Re: [RFC PATCH 1/4] init: move block device helpers from init/do_mounts.c

From: Christoph Hellwig
Date: Thu Dec 15 2022 - 03:10:14 EST


On Wed, Dec 14, 2022 at 08:01:48PM +0000, Daniel Golle wrote:
> I assume that implementing anything similar using blk_lookup_devt in
> the driver itself is then also not acceptable, right?

No. blk_lookup_devt is a workaround for the early init code where
the file system is not available yet. The only reasonable use case
is the early init code, but even that is better handled by an initramfs.

> Yet another option would be to implement a way to acquire this
> information from device tree. Ie. have a reference to the disk device
> as well as an unsigned integer in the 'chosen' node which the
> bootloader can use to communicate this to the kernel. Example:
> chosen {
> bootdev = <&mmc0 3>;
> };
>
> It's a bit more tricky for ubiblock or mtdblock devices because they
> don't have *any* representation in device tree at all at this point.
>
> In case of an MTD partition (for mtdblockX) we would just reference
> the mtd partition in the same way.
>
> To do this cleanly with NAND/UBI, I'd start with adding
> device-tree-based attaching of an MTD partition to UBI using a
> device-tree attribute 'compatible = "linux,ubi"' on the MTD partition.
> We could then have sub-nodes referencing specific UBI volumes, to
> select them for use with ubiblock but also for those nodes then
> being a valid reference for use with the to-be-introduced 'bootdev'
> attribute in 'chosen'.
>
> Does that sound acceptable from your perspective?

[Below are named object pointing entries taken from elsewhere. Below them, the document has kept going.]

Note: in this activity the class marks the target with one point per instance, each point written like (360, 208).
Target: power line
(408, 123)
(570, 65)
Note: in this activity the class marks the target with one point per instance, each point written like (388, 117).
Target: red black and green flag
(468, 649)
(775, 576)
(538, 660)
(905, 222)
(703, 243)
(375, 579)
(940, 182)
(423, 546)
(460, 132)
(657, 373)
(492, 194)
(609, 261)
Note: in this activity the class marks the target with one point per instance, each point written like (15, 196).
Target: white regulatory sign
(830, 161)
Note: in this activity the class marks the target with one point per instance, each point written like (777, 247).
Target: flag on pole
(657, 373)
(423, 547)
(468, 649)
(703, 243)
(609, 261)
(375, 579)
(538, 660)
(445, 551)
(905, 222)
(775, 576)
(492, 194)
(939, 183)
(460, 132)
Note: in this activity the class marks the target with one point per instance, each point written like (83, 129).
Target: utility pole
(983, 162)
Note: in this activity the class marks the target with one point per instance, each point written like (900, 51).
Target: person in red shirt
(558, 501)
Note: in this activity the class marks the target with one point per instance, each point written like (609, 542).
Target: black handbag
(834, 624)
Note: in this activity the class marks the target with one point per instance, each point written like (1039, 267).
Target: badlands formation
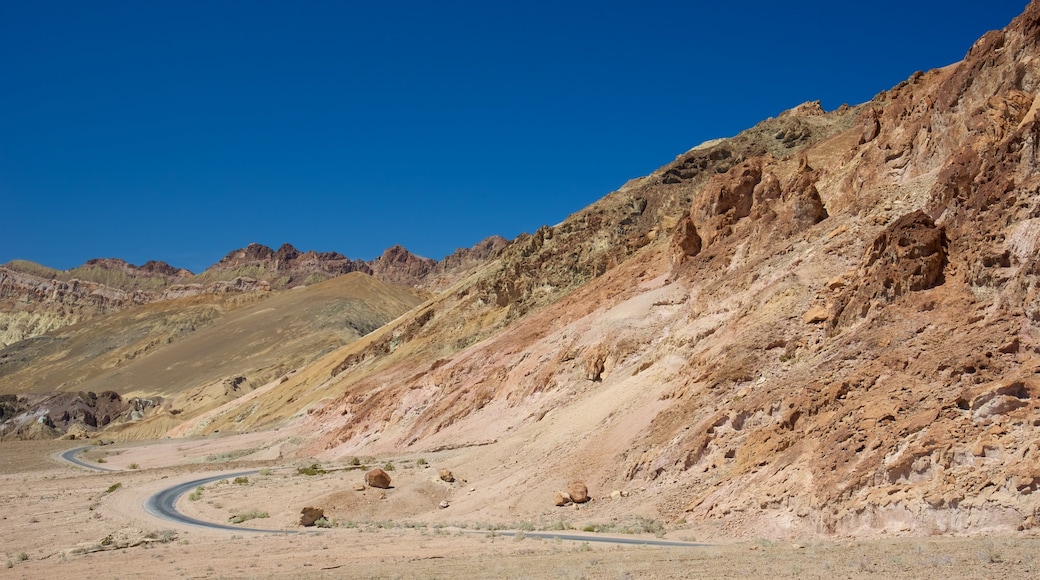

Device tree questions are really out of my knowledge and domain, the
right people to talk to would be the device-tree and relevant driver
maintainers.

> Even devices with NOR flash may still want support for removable
> block devices like USB pendrives or SD cards... Many home-routers
> got only 8MiB of NOR flash and yet come with USB 2.0 ports intended
> for a pendrive which is then shared via Samba.

Ok, so we're not _that_ resource contrained at all, because for the
really small devices with just a few MB of ram, not having the block
layer makes a huge difference.

> As the first few blocks are typically used for bootloader code and
> bootloader environment, we would then need to hard-code the offset(s)
> of the uImage.FIT on the block device. Imho this becomes messy and just
> using partitions seemed like a straight forward solution.

Ok, so the whole DOS-World boot load nightmare has spread to these
devices as well.

> And what about dual-boot systems where you have more than one firmware
> image? Hard-code more offsets? For each device?

Is this for a fail save use case where on image is update while the
other on is in use? I've usually seen people use two different NOR
chips for that to have full error isolation.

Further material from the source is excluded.